In other news, sorry for the lack of updates lately, I have plenty to post around, just have not found the time to get new images up. I hope to get a good amount of work done on the design/coding part of the new layout here on 50ft today and tomorrow while I have free time without work, I don’t much feel like going anywhere anyways what with this itchy face and all haha…
(Also: I ended up writing out some basic ideas for any new photographers that may be reading and are interested in some simple ideas on approach and method while shooting. Its really not too elaborate or detailed and may be boring for my average reader or anyone who already knows plenty about photography. I have, however gotten a number of readers asking about learning more about photography and how to better themselves as photographers so I thought it may be appropriate to talk a little about it. Follow the read more link for more.)
To whom it may concern:
Many of you may not notice that my approach changes depending on the intention of the photograph being taken and its why my shooting style varies so often because I tend to shoot a subject how I feel will best represent it. I feel its good to approach a subject or photograph in a way that best represents the idea and emotion you are trying capture and while many times I have found myself struggling with the whole idea of finding my “look” or a specific, singular approach to taking photos in a way that would clearly define them as my personal style, I feel as though sometimes the images speak for themselves in what they need to stand out or take on a life of their own.
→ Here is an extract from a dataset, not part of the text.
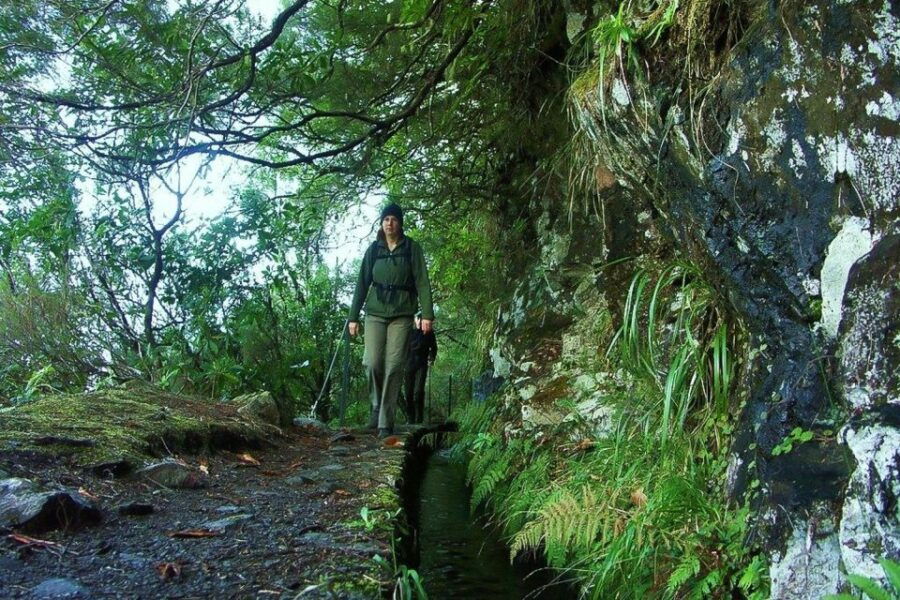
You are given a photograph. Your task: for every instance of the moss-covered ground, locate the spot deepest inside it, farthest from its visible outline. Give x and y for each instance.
(133, 422)
(297, 501)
If there is a subject as simple as this, a small part of a plant twisting outward from the bulk of the plants below It works well to heavily separate that line from the rest of the chaotic color and light of the scene behind it but if the subject had something to gain from leaving in more of the background scene then obviously I would tighten up my aperture to leave more of the scene in view. It may be an obvious point to make but its not only about the depth of field. The same idea of using a unique approach for any given photo also varies greatly depending on what camera or lens I’m using or what film I have loaded. There are different tools for different jobs or needs. There are countless variables that may fall into place that I consider when shooting an image which all fall into place in the time span of a few seconds as I decide how to best approach any given photograph.
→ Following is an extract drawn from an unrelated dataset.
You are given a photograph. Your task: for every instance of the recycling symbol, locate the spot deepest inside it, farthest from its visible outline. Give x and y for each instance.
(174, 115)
I guess the point of rambling a bit here is to point out the idea that while photography is indeed largely about the photographers “eye” for spotting good photos its also greatly affected by what tools you use when shooting and how best to use them for any given photograph and what film you use or what lens or camera you use all should be taken into consideration when shooting and you should learn the strength and weaknesses of your selected tools to be able to manipulate them to get the best results. For instance, if you are shooting with black and white film you obviously will not be looking as much into the play of color in a scene, you will have to focus purely on how the intensity of the light changes from spot to spot within the scene and how best to compose the image to highlight your subject or emotional center of the photograph. This also goes for what camera of lens you are using because all of these tools combined in different ways will achieve different results and its key to understand how to best bend these different tools to your will.
Many new photographers fail to see the importance of gaining a good knowledge of the differences between different exposure variables and intensities of light to more quickly and efficiently shoot. Even more grungy or casual photography can improve greatly from even a basic understanding of the difference a few stops of exposure can make within a photograph. I can admit that I still work to better understand and recognize what works best in any given situation or set up and its helped me greatly to grow as a photographer and I encourage anyone looking to better themselves as photographers to start with the basics of how photography works.
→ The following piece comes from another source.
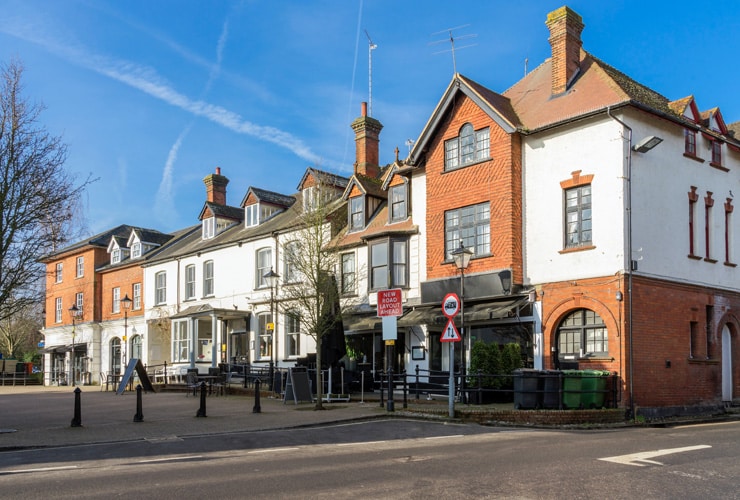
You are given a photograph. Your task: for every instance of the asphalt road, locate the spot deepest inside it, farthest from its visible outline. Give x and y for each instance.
(392, 459)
While studying the principles of film photography may seem dated or strange in this digital age you have to remember that all of these modern digital SLR’s are based of the same ideas, compromises, and principles that have been laid in place for decades. Anyone serious about learning more about these ideas I would suggest reading through some of Ansel Adams books on the ideas of photography. While his approach taught in these books are not the only way to go about things, they do give a really clear understanding of why and how to achieve what you are looking for in your photographic self.
And one last note, while knowing more about photography and the technical side of it is a great thing, there is such a thing as taking it too far and letting yourself get totally consumed by the techie details. Don’t forget that photography is a highly personal art form and you should always remember to shoot from the heart. Do it for the love of doing it. Like any passion in life really. The trick is to get enough of the tech side in your mind for it to become instinct and move forward from there. Never stop exploring.